Attenzione a scegliere

La presenza di una realtà così variegata, come quella rappresentata dai compro oro, impone naturalmente la massima cautela da parte di chi intende vendere il proprio oro. Il motivo è facilmente immaginabile: i soggetti meno affidabili puntano a sfruttare al massimo le nuove necessità create dal coronavirus, in particolare quella relativa al reperimento di soldi coi quali affrontare la situazione in attesa di tempi migliori.

Proprio per questo motivo occorre riuscire a stabilire una linea di demarcazione tra i compro oro seri e gli altri. In tal modo non solo sarà possibile tutelare al meglio i propri interessi, ma anche evitare di essere coinvolti in episodi illeciti.

Un pericolo sempre presente dietro l’angolo, proprio alla luce del fatto che molti compro oro sono soliti dare vita a vere e proprie truffe e a comportamenti apertamente illegali. Ad esempio utilizzando i dati fiscali della clientela per riciclare denaro sporco e ricettare preziosi sottratti ai legittimi possessori. Comportamenti contro i quali le forze dell’ordine ormai da tempo stanno procedendo con notevole rigore.

Le precazioni da prendere

Per evitare rischi, sono proprio i compro oro onesti a dare consigli a chi è interessato a vendere. Il decalogo proposto comprende i seguenti accorgimenti:

  • evitare i soggetti che non rispettano prescrizioni di legge, come la richiesta di documento e codice fiscale del cliente;
  • non cedere alla sirena rappresentata dalla massima quotazione. La quale non esiste, in quanto il prezzo può essere solo quello stabilito a Londra due volte al giorno dal Bullion Market Association;
  • non aderire alla proposta di permuta che è ormai una consuetudine presso alcune gioiellerie. Molto meglio vendere il proprio oro e poi recarsi presso altro compro oro per comprare quanto desiderato;
  • accertare che le bilance usate per la pesatura, a vista, non siano elettroniche, bensì a bracci, in quanto le prime possono essere manomesse con una certa facilità;
  • cercare recensioni e giudizi su un determinato compro oro sul web, in modo da accertarne l’effettiva reputazione;
  • farsi rilasciare regolare ricevuta una volta che la contrattazione sia andata a buon fine, in modo da evitare possibili contenziosi di carattere legale.

Conclusioni

Con la crisi economica indotta dal coronavirus, è tornato a salire improvvisamente il numero dei compro oro, dopo anni in cui il loro numero aveva evidenziato una notevole discesa.
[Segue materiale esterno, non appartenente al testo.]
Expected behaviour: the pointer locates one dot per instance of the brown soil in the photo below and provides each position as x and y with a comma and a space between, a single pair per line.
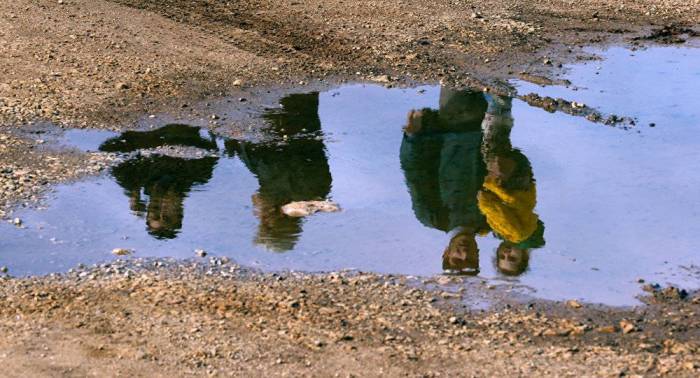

In particolare sono aumentate le operazioni che li vedono coinvolti, secondo un rapporto del Codacons. Un trend che si è registrato in concomitanza con la crisi dei banco pegni, segno evidente che molti di coloro che cedono l’oro non sperano più di poterlo disimpegnare.

Proprio la tendenza in atto, però, consiglia la massima prudenza da parte di chi intende vendere il proprio oro. Basta infatti leggere gli articoli di giornale per appurare la presenza di un gran numero di attività abusive. Ovvero aperte da persone le quali non hanno eccessivi scrupoli nel violare la legge. Dalle quali, quindi, ci si può attendere comportamenti tesi a sfruttare senza alcuno scrupolo le difficoltà in cui si dibattono attualmente molti nostri connazionali.

Il modo migliore per evitare il contatto con questi operatori, spesso collusi con la criminalità organizzata, consiste nel seguire una serie di comportamenti virtuosi. Gli stessi del resto indicati all’uopo da esperti, compro oro seri e forze dell’ordine. Non farlo può esporre i clienti a rischi di non poco conto.